Değişen şartlara uyum sağlayabilmek, gerektiğinde çözüm üretebilmek için değişimden korkmamak gerek. Hatta değişimin öncülerinden de olabilmeli.
Bunların hiçbirisi köklerden beslenmeye engel değil asıl demek istediğim.
Zaten büyük bir dönüşümün içindeyiz: Yaşamlar, evler, teknoloji, içtiğimiz su, yediğimiz yemekler, giysiler, kavramların içeriği, tanımlamalar ve daha nicesi değişse de, aslında değişmeyen tek unsur duygular. İnsanı insan yapan temel unsur hep aynı yani...
Sevilme, değer görme, anlaşılma arzuları hiç değişmedi...
Yüzyıllar öncesinden gelen aşk hikayelerine ilgimiz de, duygunun aynılığından olmalı. Bu duyguların niteliği ve niceliği, hayatta hırslarımızı, isteklerimizi, ve hatta kişiliğimizi beklentilerimizi belirleyen en önemli etkenlerden. Belki de tüm davranışlarımız , duygusal tatmin sağlamak için... Çok basit olan bu ihtiyaçları, dolambaçlı ve zor olan yollardan karşılamaya çalıştıkça karmaşıklaştırıyor da olabiliriz hayatı.
ÇEVREYE DUYARLILIK
Bir yandan bu karmaşa gelişimi tetiklerken, diğer yandan yeni tatminsizliklere yol açıp mutsuzluğu artırabilmekte. Hepsinin çözümü ise farkındalığın artmasında. Hayatı fark etmek ise önce kendimizi ve bir sonraki adımda da çevremizi tanımakla başlıyor. Tanımak ise elbette dikkati yoğunlaştırmakla. Eski öğretmenlerden bahsederek konuya giriş yapmıştık. Asıl gelmek istediğim nokta, eski nesil öğretmenlerin küçük küçük hayatımıza soktukları büyük farkındalıklardı. Mesela, haberleri dinleyip, ertesi gün ilk derste önemli olayları anlatmamızı isterlerdi.

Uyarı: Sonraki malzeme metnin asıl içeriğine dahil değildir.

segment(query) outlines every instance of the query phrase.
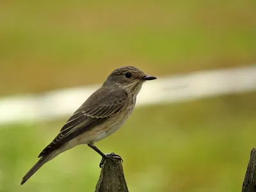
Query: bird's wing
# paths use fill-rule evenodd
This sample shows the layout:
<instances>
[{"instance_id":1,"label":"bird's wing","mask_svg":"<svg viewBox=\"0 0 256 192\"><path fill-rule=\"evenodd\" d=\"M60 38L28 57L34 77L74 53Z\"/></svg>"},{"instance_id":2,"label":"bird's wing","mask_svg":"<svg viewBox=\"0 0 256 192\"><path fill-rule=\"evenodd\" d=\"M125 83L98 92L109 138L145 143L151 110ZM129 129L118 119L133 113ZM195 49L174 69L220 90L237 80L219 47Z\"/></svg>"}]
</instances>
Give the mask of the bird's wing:
<instances>
[{"instance_id":1,"label":"bird's wing","mask_svg":"<svg viewBox=\"0 0 256 192\"><path fill-rule=\"evenodd\" d=\"M102 124L124 107L127 93L107 87L94 92L70 116L54 140L39 154L44 156L80 134Z\"/></svg>"}]
</instances>

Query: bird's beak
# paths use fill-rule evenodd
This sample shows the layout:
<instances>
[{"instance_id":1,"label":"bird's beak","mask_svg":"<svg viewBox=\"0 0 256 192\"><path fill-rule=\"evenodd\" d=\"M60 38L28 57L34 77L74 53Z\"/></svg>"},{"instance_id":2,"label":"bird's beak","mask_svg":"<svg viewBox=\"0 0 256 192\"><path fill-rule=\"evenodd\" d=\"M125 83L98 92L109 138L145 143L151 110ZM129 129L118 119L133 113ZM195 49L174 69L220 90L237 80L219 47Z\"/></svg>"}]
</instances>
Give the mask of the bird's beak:
<instances>
[{"instance_id":1,"label":"bird's beak","mask_svg":"<svg viewBox=\"0 0 256 192\"><path fill-rule=\"evenodd\" d=\"M145 81L148 81L148 80L154 80L157 79L157 77L154 77L154 76L145 76L144 77L142 77L141 79L145 80Z\"/></svg>"}]
</instances>

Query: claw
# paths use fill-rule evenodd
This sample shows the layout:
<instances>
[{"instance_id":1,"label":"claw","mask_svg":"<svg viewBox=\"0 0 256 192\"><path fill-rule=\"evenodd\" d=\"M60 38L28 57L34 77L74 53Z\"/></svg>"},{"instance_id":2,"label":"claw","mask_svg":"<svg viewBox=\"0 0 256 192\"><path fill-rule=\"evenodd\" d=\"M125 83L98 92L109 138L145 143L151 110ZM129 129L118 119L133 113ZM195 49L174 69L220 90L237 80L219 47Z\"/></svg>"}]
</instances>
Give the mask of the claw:
<instances>
[{"instance_id":1,"label":"claw","mask_svg":"<svg viewBox=\"0 0 256 192\"><path fill-rule=\"evenodd\" d=\"M121 156L115 154L113 152L111 152L110 154L105 154L104 157L102 157L102 159L101 159L100 163L100 168L102 168L103 167L103 164L104 163L106 159L119 159L122 161L122 163L124 162L123 159L122 159Z\"/></svg>"}]
</instances>

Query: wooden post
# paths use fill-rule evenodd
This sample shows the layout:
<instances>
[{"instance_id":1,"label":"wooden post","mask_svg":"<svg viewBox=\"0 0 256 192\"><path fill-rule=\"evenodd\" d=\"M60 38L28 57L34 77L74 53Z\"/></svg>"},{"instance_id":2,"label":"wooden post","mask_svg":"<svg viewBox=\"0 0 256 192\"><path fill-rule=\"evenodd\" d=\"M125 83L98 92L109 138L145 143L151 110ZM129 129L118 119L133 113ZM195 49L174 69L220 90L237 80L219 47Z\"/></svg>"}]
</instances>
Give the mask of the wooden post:
<instances>
[{"instance_id":1,"label":"wooden post","mask_svg":"<svg viewBox=\"0 0 256 192\"><path fill-rule=\"evenodd\" d=\"M256 192L256 148L251 151L242 192Z\"/></svg>"},{"instance_id":2,"label":"wooden post","mask_svg":"<svg viewBox=\"0 0 256 192\"><path fill-rule=\"evenodd\" d=\"M103 164L95 192L128 192L122 161L107 159Z\"/></svg>"}]
</instances>

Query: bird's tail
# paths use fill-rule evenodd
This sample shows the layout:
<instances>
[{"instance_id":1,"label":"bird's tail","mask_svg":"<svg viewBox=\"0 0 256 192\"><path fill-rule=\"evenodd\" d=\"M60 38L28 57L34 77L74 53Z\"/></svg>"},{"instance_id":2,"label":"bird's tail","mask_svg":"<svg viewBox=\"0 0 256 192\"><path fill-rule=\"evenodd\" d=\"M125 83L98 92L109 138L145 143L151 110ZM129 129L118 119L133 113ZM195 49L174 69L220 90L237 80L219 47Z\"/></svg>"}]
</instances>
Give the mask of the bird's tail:
<instances>
[{"instance_id":1,"label":"bird's tail","mask_svg":"<svg viewBox=\"0 0 256 192\"><path fill-rule=\"evenodd\" d=\"M48 162L51 159L53 159L56 156L54 154L54 152L46 156L42 157L28 171L28 172L23 177L20 185L24 184L28 179L29 179L41 166L42 166L45 163Z\"/></svg>"}]
</instances>

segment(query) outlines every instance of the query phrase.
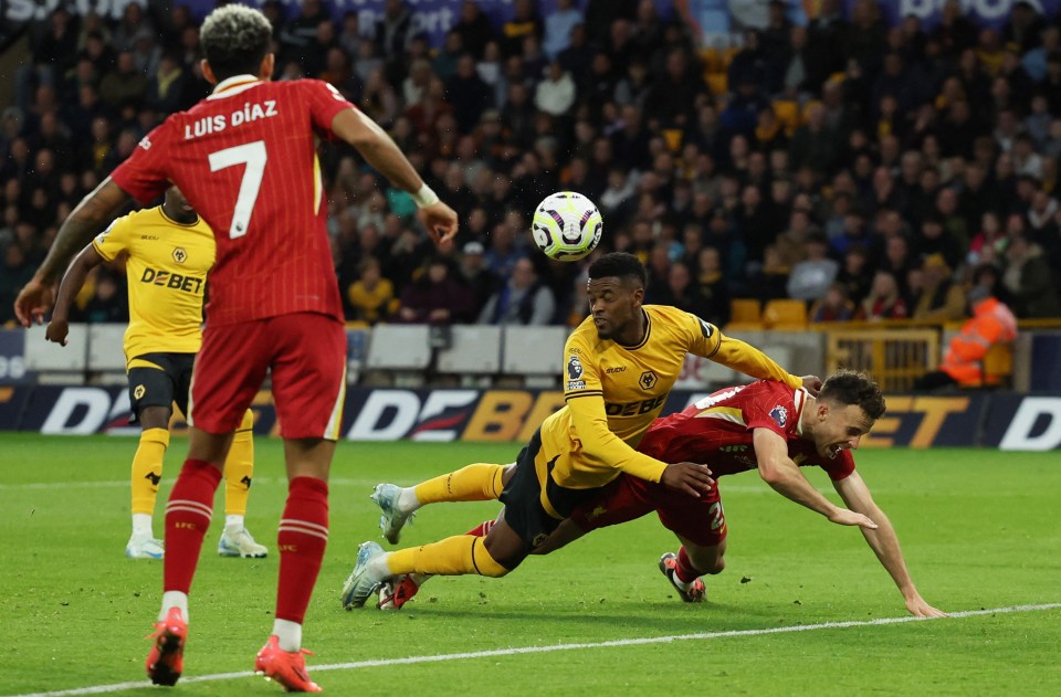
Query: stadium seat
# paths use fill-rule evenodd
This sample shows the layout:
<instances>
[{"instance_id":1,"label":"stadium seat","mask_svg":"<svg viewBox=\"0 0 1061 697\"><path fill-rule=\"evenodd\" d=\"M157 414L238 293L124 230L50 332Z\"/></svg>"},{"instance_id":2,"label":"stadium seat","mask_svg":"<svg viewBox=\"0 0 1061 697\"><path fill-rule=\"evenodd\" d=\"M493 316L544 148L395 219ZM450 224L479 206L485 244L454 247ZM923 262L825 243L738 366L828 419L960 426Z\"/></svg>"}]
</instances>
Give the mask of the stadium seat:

Dünyaya karşı farkındalık ve sonrasında da duyarlılık çalışmasıydı aslında bu. Bir de dikkatini verme, ne kadar sıkıcı olursa olsun bahsedilen haberi bilmemeyi göze alamazdık çünkü. Bazılarımız haberi dinlemekle yetinmez gazete küpürleri de götürürdük. Hele bir de sınıf panosuna asılırsa o küpür, haberi yapan kendimizmişçesine gurur duyardık. Mahalledeki, şehirdeki önemli olayları da bilmemizi beklerdi öğretmenlerimiz bizden. Birey olduğumuzu fark ettirdikleri gibi, aidiyet duygumuzu da arttırıp duyarlı hale gelmemize katkıda bulunurlardı.
TOPLUMSAL FARKINDALIK
Ya da mevsim çiçeklerini kırlarda görmemizi sağlar, bizlere tanıtırlardı.
Şimdi çocuklarımıza bakalım...
Toplumsal, çevresel değişiklikler ile kaç tanesi ilgili? Çemberi daraltalım, ailedeki gelişmelerin farkındalar mı? Üstelik küçük yaşlarda farkındalığın artırılması, dikkatin daha kolay toparlanması becerisini de beraberinde getirebilecek iken.
Son sorumuzun ise cevabı içinde olsun: Çevresinden bihaber, dolayısı ile duyarlılığı gelişmemiş, duyguları okuyamayan çocuklar üstün akademik başarı gösterseler bile, iyi bir eğitim almış olarak kabul edilebilir mi, psikopatlar ile dâhiler arasındaki ince çizgi sizce eğitimde mi saklı?